Wikipedia Link Improvement Project
This page documents ongoing tasks to fix Wikipedia and Wikidata related tags. Most queries here use Wikidata+OSM SPARQL query service. See also Quick fixes.
Please only edit Wikipedia and Wikidata links in areas where you have knowledge to back up the edit. Don't blindly follow instructions if you have no knowledge about the region you are editing in, or the kind of object you are editing. |
Wikipedia links in the "website"/"url" key
#defaultView:Map
SELECT ?osmId (IRI(?url) as ?wp) ?loc WHERE {
{ SELECT ?osmId ?url ?loc WHERE {
?osmId osmt:url ?url ;
osmm:loc ?loc .
FILTER( contains(str(?url), 'wikipedia.org') )
} }
UNION
{ SELECT ?osmId ?url ?loc WHERE {
?osmId osmt:website ?url ;
osmm:loc ?loc .
FILTER( contains(str(?url), 'wikipedia.org') )
} }
}
Often users add links to Wikipedia in website and url tags. They should be moved to wikipedia + wikidata instead. To fix:
- Use the above query to view and fix each object
- Use TagInfo, search for value "wikipedia" in website values and url values
- Use Overpass turbo to search for “website ~ /wikipedia/i” and “url ~ /wikipedia/i”
Missing Wikidata tags
#defaultView:Map
SELECT ?osmId ?wp ?loc WHERE {
# Limit to nodes that have a tag called "wikipedia", and get its location
?osmId osmt:wikipedia ?wp ;
osmm:loc ?loc ;
osmm:type 'n' .
# At the moemnt, the "#" symbol is incorrectly encoded as %23. It will not be encoded in the future
FILTER( !contains(str(?wp), '%23') )
# Must not have Wikidata tag
MINUS { ?osmId osmt:wikidata ?wd . }
}
iD editor automatically adds wikidata tag when a user adds wikipedia field. In JOSM, wikidata tag can be added with Data/Fetch Wikidata IDs command using Wikipedia plugin. These objects can be easily found with Overpass turbo using [wikipedia][!wikidata]
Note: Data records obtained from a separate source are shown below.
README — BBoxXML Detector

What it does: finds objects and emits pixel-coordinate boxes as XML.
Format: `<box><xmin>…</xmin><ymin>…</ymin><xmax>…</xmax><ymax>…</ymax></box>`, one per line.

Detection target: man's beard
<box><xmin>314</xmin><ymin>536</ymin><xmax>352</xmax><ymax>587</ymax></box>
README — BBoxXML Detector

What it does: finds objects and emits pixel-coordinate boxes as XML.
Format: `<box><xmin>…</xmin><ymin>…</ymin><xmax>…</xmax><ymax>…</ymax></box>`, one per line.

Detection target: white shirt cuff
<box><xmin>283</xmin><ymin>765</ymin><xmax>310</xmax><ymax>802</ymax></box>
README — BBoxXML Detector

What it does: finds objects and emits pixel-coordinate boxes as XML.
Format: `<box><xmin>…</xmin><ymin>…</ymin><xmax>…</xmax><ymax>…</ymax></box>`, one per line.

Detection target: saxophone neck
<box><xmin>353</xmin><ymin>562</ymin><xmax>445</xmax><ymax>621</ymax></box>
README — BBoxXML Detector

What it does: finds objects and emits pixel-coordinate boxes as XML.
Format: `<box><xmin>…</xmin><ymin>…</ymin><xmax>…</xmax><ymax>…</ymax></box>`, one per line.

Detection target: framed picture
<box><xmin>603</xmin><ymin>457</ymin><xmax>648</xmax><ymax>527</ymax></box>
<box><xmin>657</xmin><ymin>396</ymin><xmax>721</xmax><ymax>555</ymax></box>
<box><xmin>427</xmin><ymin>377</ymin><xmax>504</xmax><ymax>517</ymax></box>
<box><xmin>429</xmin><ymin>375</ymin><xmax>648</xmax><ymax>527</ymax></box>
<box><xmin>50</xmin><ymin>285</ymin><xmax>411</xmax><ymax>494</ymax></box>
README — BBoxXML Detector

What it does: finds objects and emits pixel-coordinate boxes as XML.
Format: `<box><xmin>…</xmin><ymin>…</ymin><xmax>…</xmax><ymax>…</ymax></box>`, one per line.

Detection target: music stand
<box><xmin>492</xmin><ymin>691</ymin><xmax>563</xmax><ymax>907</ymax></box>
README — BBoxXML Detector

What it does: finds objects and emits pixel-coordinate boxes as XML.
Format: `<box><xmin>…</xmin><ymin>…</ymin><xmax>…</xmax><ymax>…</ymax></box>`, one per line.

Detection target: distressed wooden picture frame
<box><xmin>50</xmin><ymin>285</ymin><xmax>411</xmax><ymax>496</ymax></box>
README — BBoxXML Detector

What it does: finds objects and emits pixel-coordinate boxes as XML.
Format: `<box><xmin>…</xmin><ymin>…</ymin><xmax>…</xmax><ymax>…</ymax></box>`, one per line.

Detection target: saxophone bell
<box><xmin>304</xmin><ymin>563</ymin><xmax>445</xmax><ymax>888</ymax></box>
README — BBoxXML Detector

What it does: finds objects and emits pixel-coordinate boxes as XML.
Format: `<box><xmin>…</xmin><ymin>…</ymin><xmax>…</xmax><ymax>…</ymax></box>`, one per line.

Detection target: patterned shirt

query. There are several reasons why the wikidata tag may be missing:
- In iD, user added wikipedia tag using "tags" instead of "fields" section. In JOSM, user forgotten to use Fetch IDs.
- Using JOSM, use fetch IDs command in the data menu.
- The wikipedia tag is incorrect, either because the title was entered incorrectly, or because it was deleted.
- Find a Wikipedia title about the object, possibly in a different wiki language, or delete wikipedia tag.
- The Wikipedia page exists, but there is no corresponding Wikidata entry.
- Check if there is an article about this exact object in another Wikipedia language. If exists, link both Wikipedia articles using "edit links" in the list of languages on the left, and re-fetch.
- If not, create a new Wikidata entry. You should always add at least one label, description, "instance of" statement, and a link to the Wikipedia article. Save and re-fetch.
- You can also use OSM ↔ Wikidata (https://osm.wikidata.link/) tool for matching wikidata and OSM objects
Mismatching wikidata and OSM name tags
Any OSM feature that gets linked to a wikidata item should ideally have the same or very similar name as they refer to an identical geographical feature. Any mismatches in the name might indicate a potentially incorrect wikidata tag. One can review a list of recent wikidata tags on OSM with a mismatched name using OSMCha:
- Review changes with a mismatched wikidata name: by new users, by anyone
Mismatching wikidata and wikipedia tags
Both wikipedia and wikidata tags should consistently point to the same thing. wikidata tag must always point to the Wikidata entry that links to the same Wikipedia title as stored in the wikipedia tag, except if Wikidata has a more precise entry, which corresponds better to the OSM object than the Wikipedia article does. In some cases, wikipedia tag points to a "redirect page", whose target in turn is part of the correct Wikidata entry. While this is OK, the OSM SPARQL service does not store such informatiton, thus producing errors. It is better to fix wikipedia tags to point to the actual articles to help with quick verification.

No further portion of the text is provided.